With the funereal urn bearing Coore's remains nestled in its black velvet sleeve standing on a table at the rear entrance to the large church, the congregants were also reminded of the witticisms of the man who passed away on November 14 at his Dominican Republic home, where he had resided for the past year with his wife, Maria.
Opposition Leader Portia Simpson-Miller spoke with pride of the man who she said served the People's National Party with purpose. Declaring him to have been a man who enjoyed the cut and thrust of vigorous parliamentary exchange and debates, a man whose intellect shone whenever he delivered Jamaica's policy addresses to the United Nations in New York, as he did on numerous occasions as minister of foreign affairs under the PNP administration. Simpson Miller declared that Coore was one who would always put Jamaica's interests first.

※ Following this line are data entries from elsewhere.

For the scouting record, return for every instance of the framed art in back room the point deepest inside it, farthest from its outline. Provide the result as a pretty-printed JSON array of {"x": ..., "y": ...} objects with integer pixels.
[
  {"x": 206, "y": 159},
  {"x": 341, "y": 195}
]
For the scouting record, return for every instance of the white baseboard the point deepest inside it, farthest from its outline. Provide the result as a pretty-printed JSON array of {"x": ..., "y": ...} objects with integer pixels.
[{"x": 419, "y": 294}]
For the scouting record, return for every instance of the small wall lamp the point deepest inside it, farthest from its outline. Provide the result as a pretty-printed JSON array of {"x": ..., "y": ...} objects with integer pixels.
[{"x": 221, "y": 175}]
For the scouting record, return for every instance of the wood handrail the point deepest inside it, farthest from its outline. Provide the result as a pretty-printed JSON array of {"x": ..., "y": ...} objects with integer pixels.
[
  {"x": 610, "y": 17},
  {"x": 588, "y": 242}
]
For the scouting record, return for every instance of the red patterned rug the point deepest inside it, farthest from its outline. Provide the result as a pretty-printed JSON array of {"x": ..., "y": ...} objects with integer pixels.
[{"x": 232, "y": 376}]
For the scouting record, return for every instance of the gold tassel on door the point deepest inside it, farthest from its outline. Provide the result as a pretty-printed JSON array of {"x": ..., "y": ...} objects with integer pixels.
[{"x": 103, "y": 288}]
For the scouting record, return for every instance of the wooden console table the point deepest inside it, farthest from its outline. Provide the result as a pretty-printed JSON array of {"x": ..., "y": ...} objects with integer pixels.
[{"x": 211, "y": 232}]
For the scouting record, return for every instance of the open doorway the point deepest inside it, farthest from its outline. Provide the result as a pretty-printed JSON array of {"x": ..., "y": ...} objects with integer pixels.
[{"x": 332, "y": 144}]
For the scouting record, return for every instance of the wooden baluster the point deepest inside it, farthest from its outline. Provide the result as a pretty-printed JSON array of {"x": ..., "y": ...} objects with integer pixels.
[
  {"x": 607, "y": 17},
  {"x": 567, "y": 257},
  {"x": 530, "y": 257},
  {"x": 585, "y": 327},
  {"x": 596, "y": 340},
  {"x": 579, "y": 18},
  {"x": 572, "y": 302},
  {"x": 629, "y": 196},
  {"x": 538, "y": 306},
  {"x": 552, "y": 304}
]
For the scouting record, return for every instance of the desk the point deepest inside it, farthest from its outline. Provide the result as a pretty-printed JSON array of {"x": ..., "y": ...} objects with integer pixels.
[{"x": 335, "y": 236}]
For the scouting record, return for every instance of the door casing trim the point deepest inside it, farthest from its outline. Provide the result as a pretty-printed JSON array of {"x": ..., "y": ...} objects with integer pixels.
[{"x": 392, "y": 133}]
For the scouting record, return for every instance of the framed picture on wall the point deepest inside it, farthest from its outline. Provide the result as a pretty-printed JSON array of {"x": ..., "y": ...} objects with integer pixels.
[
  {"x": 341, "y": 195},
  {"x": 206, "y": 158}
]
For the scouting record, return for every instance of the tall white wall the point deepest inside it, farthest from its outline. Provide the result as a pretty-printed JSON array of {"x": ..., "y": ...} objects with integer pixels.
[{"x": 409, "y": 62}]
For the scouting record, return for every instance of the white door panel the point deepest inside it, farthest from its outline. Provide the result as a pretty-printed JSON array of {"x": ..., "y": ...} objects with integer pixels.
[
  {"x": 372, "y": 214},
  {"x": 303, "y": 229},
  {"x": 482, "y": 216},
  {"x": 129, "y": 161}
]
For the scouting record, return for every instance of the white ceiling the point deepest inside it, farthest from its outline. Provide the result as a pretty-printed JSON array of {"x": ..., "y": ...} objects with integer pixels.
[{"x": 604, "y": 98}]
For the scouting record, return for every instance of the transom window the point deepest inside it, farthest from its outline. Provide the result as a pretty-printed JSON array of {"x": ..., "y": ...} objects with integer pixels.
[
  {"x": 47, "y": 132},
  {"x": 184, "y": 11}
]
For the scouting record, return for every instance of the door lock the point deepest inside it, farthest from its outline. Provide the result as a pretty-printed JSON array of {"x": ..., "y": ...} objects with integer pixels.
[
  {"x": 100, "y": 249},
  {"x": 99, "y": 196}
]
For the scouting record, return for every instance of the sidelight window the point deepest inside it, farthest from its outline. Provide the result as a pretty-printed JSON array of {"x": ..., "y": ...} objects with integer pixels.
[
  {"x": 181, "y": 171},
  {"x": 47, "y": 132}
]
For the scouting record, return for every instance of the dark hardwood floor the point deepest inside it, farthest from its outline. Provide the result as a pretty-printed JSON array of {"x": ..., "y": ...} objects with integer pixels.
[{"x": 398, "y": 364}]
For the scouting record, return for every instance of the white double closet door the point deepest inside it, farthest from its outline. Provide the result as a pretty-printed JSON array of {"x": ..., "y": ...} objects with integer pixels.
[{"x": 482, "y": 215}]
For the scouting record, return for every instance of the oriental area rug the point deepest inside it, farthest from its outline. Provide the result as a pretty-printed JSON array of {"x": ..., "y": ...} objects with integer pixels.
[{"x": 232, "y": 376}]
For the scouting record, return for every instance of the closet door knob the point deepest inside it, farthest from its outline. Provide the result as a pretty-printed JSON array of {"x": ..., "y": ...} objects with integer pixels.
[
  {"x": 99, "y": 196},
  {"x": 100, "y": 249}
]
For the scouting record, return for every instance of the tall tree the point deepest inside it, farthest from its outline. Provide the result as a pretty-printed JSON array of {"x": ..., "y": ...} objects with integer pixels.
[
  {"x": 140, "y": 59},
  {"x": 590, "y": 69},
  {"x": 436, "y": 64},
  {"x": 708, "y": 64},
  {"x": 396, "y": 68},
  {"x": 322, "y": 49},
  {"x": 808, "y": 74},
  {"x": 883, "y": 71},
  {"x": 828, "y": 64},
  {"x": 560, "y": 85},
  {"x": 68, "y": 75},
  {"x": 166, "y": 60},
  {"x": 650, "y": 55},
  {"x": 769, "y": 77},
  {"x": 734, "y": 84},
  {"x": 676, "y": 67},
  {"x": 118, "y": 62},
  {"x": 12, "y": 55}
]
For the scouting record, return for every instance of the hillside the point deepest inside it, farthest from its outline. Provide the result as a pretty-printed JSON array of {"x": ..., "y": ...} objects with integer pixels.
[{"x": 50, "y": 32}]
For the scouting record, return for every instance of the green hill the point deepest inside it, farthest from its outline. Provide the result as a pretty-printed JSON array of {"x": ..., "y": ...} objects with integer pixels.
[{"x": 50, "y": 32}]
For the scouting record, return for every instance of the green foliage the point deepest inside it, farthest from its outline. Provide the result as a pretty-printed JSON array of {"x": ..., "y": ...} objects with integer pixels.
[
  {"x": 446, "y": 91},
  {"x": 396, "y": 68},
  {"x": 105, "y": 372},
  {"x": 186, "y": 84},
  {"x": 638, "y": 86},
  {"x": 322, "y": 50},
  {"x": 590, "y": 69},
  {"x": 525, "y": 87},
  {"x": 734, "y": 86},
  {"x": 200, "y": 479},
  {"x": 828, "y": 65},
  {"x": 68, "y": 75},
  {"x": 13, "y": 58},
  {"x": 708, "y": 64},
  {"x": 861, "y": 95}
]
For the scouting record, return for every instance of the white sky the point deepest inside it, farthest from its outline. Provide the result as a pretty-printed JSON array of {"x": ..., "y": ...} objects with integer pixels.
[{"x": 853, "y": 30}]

Deputy Prime Minister and Minister of Foreign Affairs and Foreign Trade Kenneth Baugh paid tribute on behalf of the prime minister, who is overseas, while scripture lessons were read by former prime minister Edward Seaga and President of the Senate, Oswald Harding.
Members of the Force, lead by Commissioner of Police Owen Ellington, were out in their numbers, inside the church and scattered around the churchyard and beyond.
In first speaking directly to Coore's widow Maria, Rev Monsignor Michael Lewis in his homily, not only told the grieving widow to focus on the type of person her husband was — one who was willing to give his best to his country — but thanked her for caring tirelessly for Coore during his illness.
"Thank God for the gift of a man who gave his time to family, country and friends, but now its time to give him back to the Lord...In the core of David there was God. And at the core of all of us there should be God," Monsignor Lewis said. "David lived his life in such a manner that he was able to give a good report of service and love."
He challenged the congregation to let this be their report at the end of the day.
Coore's son, Stephen 'Cat' Coore, of reggae group, Third World, fame along with the deceased diplomat's granddaughter, Rita Widener partnered with entertainer AJ Brown to deliver a thrilling musical tribute. Other tributes came from The National Chorale of Jamaica and two of Coore's other sons, Michael and Ivan.
Coore was born in Anchovy, St James and acquired his secondary education at Jamaica College in Kingston.
He studied economics at McGill University in the US, then law at Oxford University and at Middle Temple in London. He was admitted to the Jamaican Bar in 1951.
Over the years, Coore earned himself the reputation as one of Jamaica's most brilliant attorneys, noted for his peerless articulation and acuity of mind.
In 1959 he was appointed a member of the Legislative Council, and in 1961 became a member of the team that had the tricky and arduous task of drafting the Jamaica Constitution.
Coore served in the executive organs of the People's National Party, rising to the post of chairman. He was member of parliament for St Andrew West Central from 1967 to 1976, and St Andrew West from 1976 to 1978.
He served as minister of finance and deputy prime minister from 1972 until 1978 when he resigned to take up a post with the Inter-American Development Bank as its representative in the Dominican Republic and Barbados until 1986.
In 1989 he took up office as minister of foreign affairs and foreign trade while also serving as minister of legal affairs and attorney general.
Coore died from complications relating to pneumonia.